The Ako-Adjei Interchange is a flyover in Accra, Ghana. Until 2005 it was known as the Sankara Interchange. The construction of interchange started in September 1997 and ended in December 1999. It was constructed during the Jerry Rawlings administration and was the first interchange to be built in Ghana.

==Location==
The interchange is located between Ring Road Central and Independence Avenue and is along Liberation Road in Accra with links towards the 37 Military Hospital, the Police headquarters. It is arguably one of Ghana's most used flyovers.

==History==
The site of the interchange was prior to its construction a major roundabout. The roundabout had several name changes from the Akuafo Roundabout to Redemption Circle to the Sankara Circle. The names given to the roundabout represented the identities and interests of various Ghanaian political leader in Ghana's political history. When construction of the interchange begun in 1997 it was to replace the Sankara Roundabout. Upon completion the interchange was named the Sankara Interchange in honor of Burkinabe military officer Captain Thomas Sankara.

===Renaming===
In March 2005, the Sankara Interchange was renamed to Ako Adjei Interchange, modeled after Dr. Ebenezer Ako Adjei, who was a lawyer and founding member of the United Gold Coast Convention (UGCC) and a famous member of The Big Six (Ghana). The renaming was graciously accepted by his daughter, Naa Astia Yaoley.

== Mural Project ==
In February 2020, the Ghana Association of Visual Artists (GAVA), in partnership with the Korle Klottey Municipal Assembly and the Accra Metropolitan Assembly, began a mural project at the Ako Adjei Interchange under the Accra Beautification Project. The initiative aims to showcase Accra as the capital city and highlight Ga cultural heritage, including symbolism, traditions, and coastal life.

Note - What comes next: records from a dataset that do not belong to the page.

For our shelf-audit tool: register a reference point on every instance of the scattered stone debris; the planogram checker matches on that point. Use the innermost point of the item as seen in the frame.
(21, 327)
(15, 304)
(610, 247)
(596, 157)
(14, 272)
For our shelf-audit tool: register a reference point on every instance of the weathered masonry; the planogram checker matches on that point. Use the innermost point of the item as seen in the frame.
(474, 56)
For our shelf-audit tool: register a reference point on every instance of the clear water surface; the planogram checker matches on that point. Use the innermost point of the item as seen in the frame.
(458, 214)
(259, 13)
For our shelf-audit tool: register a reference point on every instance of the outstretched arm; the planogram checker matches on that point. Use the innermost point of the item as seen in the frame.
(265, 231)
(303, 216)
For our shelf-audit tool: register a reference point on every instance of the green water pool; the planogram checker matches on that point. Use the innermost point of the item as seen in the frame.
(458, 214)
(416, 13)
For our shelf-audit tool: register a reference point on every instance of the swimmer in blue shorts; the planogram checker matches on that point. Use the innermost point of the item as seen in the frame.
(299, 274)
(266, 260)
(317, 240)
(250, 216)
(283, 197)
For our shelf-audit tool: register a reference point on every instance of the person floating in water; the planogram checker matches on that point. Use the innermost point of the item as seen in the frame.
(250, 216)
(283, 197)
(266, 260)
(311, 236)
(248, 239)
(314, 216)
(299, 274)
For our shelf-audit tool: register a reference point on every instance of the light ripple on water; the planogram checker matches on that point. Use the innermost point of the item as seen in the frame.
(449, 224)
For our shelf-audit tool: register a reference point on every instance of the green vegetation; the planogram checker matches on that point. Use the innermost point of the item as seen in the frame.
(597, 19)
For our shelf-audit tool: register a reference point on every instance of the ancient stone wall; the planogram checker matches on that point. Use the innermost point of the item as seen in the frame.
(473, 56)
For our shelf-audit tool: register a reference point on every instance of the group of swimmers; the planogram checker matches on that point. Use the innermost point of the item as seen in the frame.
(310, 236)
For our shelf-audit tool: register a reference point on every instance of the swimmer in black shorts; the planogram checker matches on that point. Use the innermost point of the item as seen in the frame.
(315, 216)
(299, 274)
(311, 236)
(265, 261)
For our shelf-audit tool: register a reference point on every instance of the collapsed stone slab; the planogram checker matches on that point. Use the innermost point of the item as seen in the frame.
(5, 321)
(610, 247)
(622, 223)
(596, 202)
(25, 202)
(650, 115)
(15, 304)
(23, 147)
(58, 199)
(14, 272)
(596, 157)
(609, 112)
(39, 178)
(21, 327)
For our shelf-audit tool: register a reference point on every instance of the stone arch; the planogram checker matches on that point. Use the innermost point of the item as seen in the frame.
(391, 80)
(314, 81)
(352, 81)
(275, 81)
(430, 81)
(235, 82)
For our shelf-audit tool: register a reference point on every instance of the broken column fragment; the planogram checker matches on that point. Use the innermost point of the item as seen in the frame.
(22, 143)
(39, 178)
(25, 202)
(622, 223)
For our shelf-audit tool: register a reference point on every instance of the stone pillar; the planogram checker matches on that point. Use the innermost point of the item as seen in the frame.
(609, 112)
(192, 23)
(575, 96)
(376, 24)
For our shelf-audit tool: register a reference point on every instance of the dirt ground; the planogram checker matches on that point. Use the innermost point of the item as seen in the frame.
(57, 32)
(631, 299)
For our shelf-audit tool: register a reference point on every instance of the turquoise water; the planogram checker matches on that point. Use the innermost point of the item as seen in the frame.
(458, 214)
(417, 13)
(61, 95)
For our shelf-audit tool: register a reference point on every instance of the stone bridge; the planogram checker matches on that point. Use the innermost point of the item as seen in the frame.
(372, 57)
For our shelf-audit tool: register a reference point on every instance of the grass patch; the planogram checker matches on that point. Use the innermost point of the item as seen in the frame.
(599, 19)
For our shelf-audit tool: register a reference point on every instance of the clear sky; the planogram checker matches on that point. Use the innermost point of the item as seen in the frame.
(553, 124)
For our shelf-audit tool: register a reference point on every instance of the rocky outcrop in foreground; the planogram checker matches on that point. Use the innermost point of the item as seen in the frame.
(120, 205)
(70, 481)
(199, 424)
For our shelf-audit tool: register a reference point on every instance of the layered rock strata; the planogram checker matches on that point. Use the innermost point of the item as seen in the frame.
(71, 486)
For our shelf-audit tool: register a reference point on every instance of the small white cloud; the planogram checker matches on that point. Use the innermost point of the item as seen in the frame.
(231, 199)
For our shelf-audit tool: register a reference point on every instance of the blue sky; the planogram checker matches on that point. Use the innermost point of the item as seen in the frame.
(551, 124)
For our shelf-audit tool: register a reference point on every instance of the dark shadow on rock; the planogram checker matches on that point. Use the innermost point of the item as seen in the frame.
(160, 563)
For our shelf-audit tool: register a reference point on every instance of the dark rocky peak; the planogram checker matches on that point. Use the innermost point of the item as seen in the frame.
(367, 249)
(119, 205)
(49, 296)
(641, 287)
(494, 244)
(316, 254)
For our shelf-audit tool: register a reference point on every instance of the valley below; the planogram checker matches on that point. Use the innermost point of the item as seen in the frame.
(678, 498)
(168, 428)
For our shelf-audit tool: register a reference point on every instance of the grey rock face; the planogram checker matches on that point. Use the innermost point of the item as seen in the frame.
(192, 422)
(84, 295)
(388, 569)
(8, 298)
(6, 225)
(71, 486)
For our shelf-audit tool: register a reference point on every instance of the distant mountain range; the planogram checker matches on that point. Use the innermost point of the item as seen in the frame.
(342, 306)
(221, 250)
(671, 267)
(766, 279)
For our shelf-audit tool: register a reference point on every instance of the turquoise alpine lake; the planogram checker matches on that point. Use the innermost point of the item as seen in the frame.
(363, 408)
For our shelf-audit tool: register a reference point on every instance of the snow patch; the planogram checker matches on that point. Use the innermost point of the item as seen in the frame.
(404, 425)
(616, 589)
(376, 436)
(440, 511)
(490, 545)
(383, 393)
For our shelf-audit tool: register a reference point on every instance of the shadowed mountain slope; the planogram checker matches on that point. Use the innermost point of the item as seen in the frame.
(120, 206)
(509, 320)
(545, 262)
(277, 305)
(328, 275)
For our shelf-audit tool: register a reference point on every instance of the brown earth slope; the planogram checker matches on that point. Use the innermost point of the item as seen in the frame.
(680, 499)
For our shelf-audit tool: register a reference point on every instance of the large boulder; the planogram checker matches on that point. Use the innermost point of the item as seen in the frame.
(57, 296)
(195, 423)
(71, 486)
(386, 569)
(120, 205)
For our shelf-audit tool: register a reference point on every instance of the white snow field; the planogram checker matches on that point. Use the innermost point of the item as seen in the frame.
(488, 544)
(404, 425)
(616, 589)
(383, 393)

The first phase, designed to coincide with Ghana's 63rd Independence anniversary, features murals on both ends of the interchange and themed artwork on the bridge pillars. The project blends the murals with the surrounding environment and promotes Ga cultural symbols in public spaces. It is expected to extend to other areas in the city, including Efua Sutherland Park, Liberation Circle, Danquah Circle, High Street and Kwame Nkrumah Circle.